Aidspecifically targeted at Lebanese people seems to have ended after that year, but students could still benefit from student aid offered to all. This includes CAF or the Family Benefit Funds, which offers financial support for social security and housing, as well as Crous, which offers scholarships and subsidized student meals approximately €3.3 per meal for non-scholarship holders and with even the possibility to apply for further reduction reaching €1 per meal depending on one’s case or if one holds a scholarship3. Finally, students benefit from several discounts in France such as reduced transportation prices. Plenty of pharmacies in France are also accepting Lebanese prescriptions for medications as they are aware of the shortage in Lebanon.

Hardships still exist for those who decided to remain in France. Those who don’t know French report the most struggle with the French bureaucracy, which is complicated even for francophones. 

Even university administrations are difficult to navigate.For instance the decision to transfer from one program to another is not as simple there as in most Lebanese universities. Moreover, leaving family and friends is emotionally draining and makes it more difficult to view France as a new home. The racism, classism, and islamophobia faced adds to the difficulty of adaptation, with even one individual reporting homophobia faced by Arab queers in France.

Paris especially comes with additional problems, since it has a severely higher population and cost of living than other French cities. It also has a complicated public transportation system that frequently sees downtime, delays, or overcrowdedness, and a transportation pass in Paris is more expensive than other cities even with student discounts. The large population makes it harder for one to find a part-time job or internship. Additionally, it drives up the price of rent drastically making it extremely difficult and competitive to find affordable living accommodations.

 “I decided to return (to Lebanon) instead of trying to find another country, because after reflection I realized we have opportunities (in Lebanon). The people who can’t leave now should know that they can still get an education and receive a good degree here,”  said Malak El Amin Nohra, a former Licence student in Paris.
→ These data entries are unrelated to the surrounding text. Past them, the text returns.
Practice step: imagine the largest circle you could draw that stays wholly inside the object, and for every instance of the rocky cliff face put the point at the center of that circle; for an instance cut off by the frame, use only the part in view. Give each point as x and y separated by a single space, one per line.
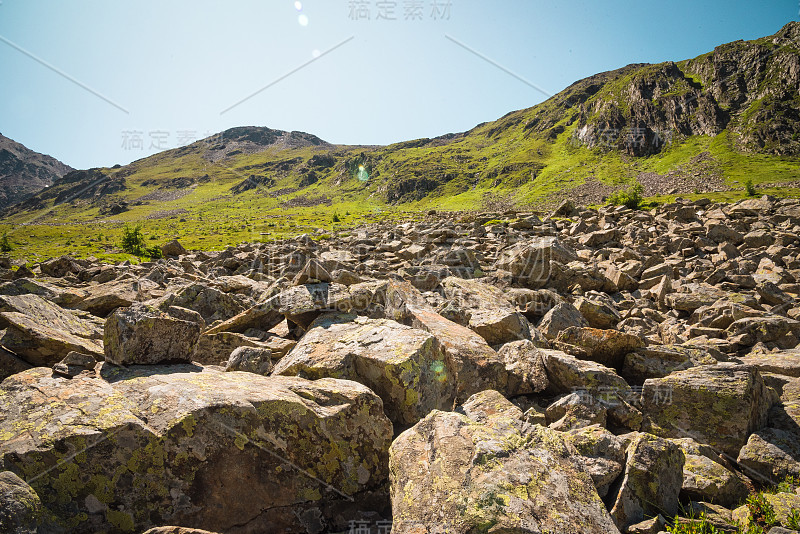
24 172
748 87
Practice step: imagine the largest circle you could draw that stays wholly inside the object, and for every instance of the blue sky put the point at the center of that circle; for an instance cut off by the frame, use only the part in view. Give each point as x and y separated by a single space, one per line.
137 77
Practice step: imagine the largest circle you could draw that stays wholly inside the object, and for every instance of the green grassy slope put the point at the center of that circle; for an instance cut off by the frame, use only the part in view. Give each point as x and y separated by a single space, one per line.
249 184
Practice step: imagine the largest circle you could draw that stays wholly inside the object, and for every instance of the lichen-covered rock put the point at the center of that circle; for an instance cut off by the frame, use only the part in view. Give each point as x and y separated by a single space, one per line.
706 479
184 445
531 262
575 411
652 482
301 304
658 361
251 360
215 349
720 405
408 368
211 303
567 374
452 474
102 299
772 453
601 453
493 317
144 335
478 366
42 333
785 362
173 248
20 506
526 371
597 314
561 317
607 347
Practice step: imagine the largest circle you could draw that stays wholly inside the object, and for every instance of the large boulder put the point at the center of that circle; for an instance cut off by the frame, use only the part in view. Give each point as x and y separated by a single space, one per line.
493 317
453 474
182 445
211 303
214 349
785 362
42 333
601 453
706 479
652 481
478 366
144 335
300 304
720 405
525 367
408 368
102 299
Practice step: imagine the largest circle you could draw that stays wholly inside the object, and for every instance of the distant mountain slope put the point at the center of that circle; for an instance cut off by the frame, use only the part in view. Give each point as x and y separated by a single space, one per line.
700 125
24 172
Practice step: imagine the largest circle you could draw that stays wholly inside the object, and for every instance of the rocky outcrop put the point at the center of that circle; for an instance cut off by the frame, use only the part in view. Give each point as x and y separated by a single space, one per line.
196 447
569 375
450 473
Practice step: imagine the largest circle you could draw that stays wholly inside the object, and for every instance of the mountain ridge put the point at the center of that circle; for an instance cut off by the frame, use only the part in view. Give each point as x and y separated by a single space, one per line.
25 172
700 126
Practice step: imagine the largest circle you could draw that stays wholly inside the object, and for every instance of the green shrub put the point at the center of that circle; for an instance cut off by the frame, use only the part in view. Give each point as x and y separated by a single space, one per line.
750 188
794 520
761 512
5 246
630 197
133 242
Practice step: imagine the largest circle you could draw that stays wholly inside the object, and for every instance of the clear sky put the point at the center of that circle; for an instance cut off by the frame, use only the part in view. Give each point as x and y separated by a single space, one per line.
100 82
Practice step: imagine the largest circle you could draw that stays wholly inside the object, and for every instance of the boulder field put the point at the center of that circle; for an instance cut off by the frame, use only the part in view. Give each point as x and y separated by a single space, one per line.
589 371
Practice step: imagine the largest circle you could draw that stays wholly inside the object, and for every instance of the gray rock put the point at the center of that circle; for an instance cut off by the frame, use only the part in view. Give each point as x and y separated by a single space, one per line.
143 335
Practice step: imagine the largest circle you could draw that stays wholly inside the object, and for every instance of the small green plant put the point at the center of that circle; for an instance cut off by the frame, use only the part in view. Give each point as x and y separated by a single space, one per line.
630 198
694 525
761 512
788 485
793 521
133 242
5 246
132 239
750 188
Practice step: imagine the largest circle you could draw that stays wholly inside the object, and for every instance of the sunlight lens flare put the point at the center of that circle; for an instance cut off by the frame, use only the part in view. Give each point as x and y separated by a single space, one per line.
363 175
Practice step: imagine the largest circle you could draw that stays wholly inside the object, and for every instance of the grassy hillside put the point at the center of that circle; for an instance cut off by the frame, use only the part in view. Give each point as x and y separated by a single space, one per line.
702 131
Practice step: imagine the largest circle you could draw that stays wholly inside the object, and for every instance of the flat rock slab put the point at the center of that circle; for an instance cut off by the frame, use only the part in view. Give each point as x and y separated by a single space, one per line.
193 447
452 474
408 368
42 333
493 317
720 405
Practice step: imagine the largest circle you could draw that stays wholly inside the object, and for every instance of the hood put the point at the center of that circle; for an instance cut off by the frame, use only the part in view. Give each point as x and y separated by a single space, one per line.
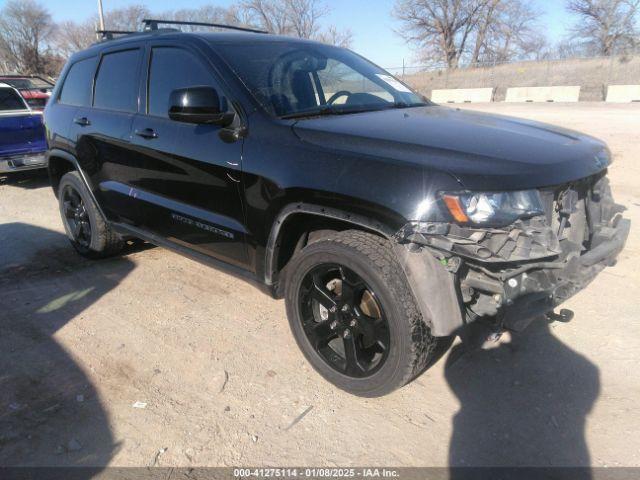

 In fact, the interviewed individuals who decided to leave France all used to reside in Paris. Moreover, those currently residing in Paris expressed varying satisfaction levels, with some expressing total dissastifaction and disillusionment with the country’s way of life. 

Conversely, the individual living in Montpellier expressed the highest amount of satisfaction. Not only does Montpellier have a significantly lower cost of living than Paris, it also has a very large population of Lebanese people and the weather there is similar to Lebanon’s. Montpellier is also a much smaller city and more centralized, with the individual also noting that the city center felt as if he was in Gemmayze.

“Montpellier is a stable start. A small city that feels like Beirut. Paris is a huge adventure that takes you in with no mercy and shows you the harshest part of being an international student, including the glorification of “metroboulot dodo”,”  said Jad Haddad, a medical school student residing in Montpellier.

 Overall, Lebanese people feel a large internal and societal pressure to migrate nowadays due to the current economic and political crisis. So much so that they often hastily take the decision to do so while underestimating the mental and emotional toll such a move takes. Therefore, those with a plan and who demonstrated a larger willingness to migrate irrespective of the situation in Lebanon feel more content than those whose motivation was simply escaping Lebanon and are lured by the relative simplicity of migrating to France.